The disappointing outlook sent shares down the most in two months.

While Robbins acknowledged he isn’t projecting growth at the rate that investors want, he rejected the suggestion that Cisco is missing out on the transition to cloud computing that has curbed sales at other traditional technology bellwethers like Hewlett-Packard and International Business Machines Corp. Revenue from operators of the biggest data centers gained more than 20 percent in the fiscal first quarter, Robbins said.

“It doesn’t seem like they’re being as affected as much, but their revenue growth is well down from where it was a couple of years ago,” said David Heger, an analyst at Edward Jones & Co. “It was somewhat disappointing guidance after a really strong quarter.”

Router Decline

Profit before certain costs in the fiscal second quarter will be 53 cents to 55 cents a share and revenue will rise as much as 2 percent from a year earlier, the San Jose, California-based company said Thursday in a statement, indicating sales as high as $12.2 billion. That compares with average analyst projections for profit of 56 cents a share on $12.54 billion in sales, according to data compiled by Bloomberg.

Heger said investors will wait to see whether the weakness remains isolated to a few regions for Cisco and whether the sale of routers, which dropped 8 percent in the quarter that ended in October, can rebound and show that the company is suffering only short-term headwinds.

About 90 percent of the company’s revenue comes in the U.S. currency, meaning that swings can hurt demand and pricing. In countries where Cisco could directly measure the impact, it reduced sales growth by about two percentage points, according to Chief Financial Officer Kelly Kramer. The dollar has appreciated 8.5 percent this year against a basket of 10 major currencies.

Cisco shares, which were little changed this year through Thursday, dropped 5.8 percent to $26.21 at the close in New York on Friday.

For the first quarter, which ended Oct. 24, net income rose to $2.43 billion, or 48 cents a share. Sales climbed 3.6 percent to $12.7 billion. Excluding some costs, profit was 59 cents a share, compared with analysts’ prediction for 56 cents a share on sales of $12.7 billion.

Gross margin, the percentage of sales left after deducting production costs, was 63.2 percent in the recent quarter, Cisco said. That measure of profitability will be 62 percent to 63 percent in the current period.

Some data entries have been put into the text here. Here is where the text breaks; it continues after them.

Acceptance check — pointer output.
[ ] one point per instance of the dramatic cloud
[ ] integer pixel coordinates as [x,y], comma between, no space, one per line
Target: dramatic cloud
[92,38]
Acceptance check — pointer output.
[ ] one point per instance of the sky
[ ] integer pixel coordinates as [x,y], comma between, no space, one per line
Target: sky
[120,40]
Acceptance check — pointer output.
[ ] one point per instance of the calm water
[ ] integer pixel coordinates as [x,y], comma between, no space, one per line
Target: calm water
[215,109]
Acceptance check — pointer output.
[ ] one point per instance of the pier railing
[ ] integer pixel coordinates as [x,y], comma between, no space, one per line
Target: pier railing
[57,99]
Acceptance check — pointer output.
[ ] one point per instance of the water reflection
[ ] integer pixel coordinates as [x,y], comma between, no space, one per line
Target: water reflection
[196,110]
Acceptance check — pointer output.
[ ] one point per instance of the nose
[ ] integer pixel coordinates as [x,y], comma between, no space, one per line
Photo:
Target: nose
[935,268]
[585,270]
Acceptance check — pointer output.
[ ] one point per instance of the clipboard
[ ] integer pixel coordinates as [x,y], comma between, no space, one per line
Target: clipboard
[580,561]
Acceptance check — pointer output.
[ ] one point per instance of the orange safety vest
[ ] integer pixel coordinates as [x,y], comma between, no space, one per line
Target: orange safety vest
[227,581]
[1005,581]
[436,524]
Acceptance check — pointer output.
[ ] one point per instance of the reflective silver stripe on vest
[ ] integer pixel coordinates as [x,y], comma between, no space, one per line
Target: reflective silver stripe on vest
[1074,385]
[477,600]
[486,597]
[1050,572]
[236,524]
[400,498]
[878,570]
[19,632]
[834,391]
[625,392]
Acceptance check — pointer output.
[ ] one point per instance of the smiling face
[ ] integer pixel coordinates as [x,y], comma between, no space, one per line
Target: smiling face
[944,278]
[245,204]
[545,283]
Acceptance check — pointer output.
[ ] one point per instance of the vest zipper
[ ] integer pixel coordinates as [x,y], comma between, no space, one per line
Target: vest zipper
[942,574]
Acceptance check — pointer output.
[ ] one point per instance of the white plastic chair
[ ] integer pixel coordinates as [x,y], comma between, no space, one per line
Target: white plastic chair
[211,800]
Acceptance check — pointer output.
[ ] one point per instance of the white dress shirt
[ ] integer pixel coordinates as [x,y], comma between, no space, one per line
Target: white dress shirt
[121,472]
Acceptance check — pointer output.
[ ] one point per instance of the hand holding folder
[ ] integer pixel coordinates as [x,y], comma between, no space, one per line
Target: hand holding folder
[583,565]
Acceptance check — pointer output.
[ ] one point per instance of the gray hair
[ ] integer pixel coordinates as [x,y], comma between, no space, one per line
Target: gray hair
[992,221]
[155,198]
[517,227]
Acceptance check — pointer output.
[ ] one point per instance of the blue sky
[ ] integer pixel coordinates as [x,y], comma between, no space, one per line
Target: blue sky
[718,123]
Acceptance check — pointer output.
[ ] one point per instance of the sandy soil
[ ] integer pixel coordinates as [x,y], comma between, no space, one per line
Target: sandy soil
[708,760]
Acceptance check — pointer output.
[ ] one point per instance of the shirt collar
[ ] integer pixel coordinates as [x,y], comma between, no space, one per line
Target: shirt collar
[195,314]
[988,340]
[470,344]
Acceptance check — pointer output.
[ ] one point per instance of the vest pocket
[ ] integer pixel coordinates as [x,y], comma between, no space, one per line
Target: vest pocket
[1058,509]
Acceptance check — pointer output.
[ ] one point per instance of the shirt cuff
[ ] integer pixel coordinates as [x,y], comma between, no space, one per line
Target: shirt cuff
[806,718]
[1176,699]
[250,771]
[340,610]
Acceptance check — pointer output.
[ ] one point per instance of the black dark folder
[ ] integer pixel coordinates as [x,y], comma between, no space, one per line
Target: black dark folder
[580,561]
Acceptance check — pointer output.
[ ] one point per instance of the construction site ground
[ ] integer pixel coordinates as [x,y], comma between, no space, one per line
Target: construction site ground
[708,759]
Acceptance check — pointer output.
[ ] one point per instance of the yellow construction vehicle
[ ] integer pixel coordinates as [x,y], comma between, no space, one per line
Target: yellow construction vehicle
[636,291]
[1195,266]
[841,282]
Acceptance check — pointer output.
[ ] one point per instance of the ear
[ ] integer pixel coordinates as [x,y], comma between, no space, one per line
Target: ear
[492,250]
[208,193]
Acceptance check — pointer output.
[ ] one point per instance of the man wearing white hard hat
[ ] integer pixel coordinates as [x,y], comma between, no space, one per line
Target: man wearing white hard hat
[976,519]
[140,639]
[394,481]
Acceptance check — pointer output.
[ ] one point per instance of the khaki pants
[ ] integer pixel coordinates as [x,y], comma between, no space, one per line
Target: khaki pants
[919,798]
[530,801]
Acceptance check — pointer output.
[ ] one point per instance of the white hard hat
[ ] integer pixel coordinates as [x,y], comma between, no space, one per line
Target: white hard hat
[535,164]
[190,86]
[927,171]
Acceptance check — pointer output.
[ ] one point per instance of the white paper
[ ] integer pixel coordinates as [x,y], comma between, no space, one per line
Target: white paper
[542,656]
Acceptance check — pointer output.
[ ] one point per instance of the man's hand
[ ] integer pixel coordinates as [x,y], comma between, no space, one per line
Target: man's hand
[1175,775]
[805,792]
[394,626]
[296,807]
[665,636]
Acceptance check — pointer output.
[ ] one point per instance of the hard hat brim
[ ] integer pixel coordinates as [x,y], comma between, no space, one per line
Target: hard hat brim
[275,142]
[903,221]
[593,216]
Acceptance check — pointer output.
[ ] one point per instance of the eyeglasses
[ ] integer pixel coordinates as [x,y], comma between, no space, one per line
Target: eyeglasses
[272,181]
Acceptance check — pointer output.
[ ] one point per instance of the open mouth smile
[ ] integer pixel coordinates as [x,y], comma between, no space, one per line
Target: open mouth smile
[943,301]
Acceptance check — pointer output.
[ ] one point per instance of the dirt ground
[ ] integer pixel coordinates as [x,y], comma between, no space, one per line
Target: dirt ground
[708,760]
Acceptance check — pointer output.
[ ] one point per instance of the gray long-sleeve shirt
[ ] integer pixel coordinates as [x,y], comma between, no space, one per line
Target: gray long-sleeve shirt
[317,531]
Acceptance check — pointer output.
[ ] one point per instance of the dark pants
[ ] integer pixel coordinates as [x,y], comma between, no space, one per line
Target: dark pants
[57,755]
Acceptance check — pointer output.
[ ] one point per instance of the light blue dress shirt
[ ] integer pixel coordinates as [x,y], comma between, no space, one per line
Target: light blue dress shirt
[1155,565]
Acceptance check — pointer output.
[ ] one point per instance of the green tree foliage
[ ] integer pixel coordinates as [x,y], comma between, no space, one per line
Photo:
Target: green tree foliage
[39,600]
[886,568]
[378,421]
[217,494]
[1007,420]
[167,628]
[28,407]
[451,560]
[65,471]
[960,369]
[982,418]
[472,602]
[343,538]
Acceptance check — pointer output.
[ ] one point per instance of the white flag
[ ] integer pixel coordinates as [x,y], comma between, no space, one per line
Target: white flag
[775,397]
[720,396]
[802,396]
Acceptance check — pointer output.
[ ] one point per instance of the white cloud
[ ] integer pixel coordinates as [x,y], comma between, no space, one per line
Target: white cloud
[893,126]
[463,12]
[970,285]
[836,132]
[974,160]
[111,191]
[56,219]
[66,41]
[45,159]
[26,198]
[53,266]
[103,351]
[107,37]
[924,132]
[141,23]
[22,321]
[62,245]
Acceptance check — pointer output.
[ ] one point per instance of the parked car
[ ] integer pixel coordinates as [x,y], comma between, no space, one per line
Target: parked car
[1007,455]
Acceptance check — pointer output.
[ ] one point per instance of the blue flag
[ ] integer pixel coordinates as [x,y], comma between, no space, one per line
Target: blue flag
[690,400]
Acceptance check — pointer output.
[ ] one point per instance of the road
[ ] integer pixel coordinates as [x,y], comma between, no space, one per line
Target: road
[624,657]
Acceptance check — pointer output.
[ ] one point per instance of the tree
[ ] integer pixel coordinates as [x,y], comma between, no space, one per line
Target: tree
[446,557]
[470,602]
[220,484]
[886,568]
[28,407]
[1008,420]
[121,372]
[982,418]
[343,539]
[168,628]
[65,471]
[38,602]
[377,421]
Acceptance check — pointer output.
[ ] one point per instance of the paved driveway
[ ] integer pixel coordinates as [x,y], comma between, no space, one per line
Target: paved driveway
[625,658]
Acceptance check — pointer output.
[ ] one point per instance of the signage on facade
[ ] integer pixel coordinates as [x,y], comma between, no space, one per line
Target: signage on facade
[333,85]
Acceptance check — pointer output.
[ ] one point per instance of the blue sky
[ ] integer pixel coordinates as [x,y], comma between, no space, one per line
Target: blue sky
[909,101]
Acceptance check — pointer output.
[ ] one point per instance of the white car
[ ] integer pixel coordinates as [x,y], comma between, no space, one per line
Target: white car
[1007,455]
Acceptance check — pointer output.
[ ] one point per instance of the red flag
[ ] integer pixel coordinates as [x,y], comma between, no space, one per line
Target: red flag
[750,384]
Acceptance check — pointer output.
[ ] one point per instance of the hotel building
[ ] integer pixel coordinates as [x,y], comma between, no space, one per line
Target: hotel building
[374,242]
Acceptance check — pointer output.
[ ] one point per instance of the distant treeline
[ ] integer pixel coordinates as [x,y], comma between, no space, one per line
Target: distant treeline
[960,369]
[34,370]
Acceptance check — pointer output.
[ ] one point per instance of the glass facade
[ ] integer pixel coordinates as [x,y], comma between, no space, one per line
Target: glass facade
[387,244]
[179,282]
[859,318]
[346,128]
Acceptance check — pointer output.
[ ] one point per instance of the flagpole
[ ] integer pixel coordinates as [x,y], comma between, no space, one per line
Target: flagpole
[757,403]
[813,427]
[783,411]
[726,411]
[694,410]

First-quarter revenue from switches, Cisco’s biggest revenue generator, grew 5 percent.

Cheaper Competition

Robbins is trying to set out his vision for firing up growth and make his mark since his July promotion to CEO to replace John Chambers, the man who led Cisco to become the world’s largest publicly traded company at the peak of the first Internet boom. While the company is introducing newer switches and gear, its expensive combinations of hardware and software have been a tougher sell in a world where data-center owners are increasingly building their own networking systems and more traffic is being handled by open-source software working on cheaper machinery.

From 2000 to 2010, the networking equipment pioneer averaged 13 percent annual sales growth. Since then, gains have averaged 4.3 percent.

The market for white boxes, or generic equipment often designed by end customers, is still a small portion of the networking industry, but it’s growing rapidly. Researcher IDC estimates that annual sales of white-box network switches will rise about 50 percent by year-end, to top $400 million.

The increasing shift to outsourcing business-computing tasks to data centers that are accessed through the Internet may also be cutting into corporate budgets for hardware purchases.

Cisco has argued that many companies don’t have the expertise or inclination to build their own infrastructure, and that its comprehensive networking systems are still central to the industry. The company is also offering its own versions of white boxes using more standardized components and opening up its software to outside customization.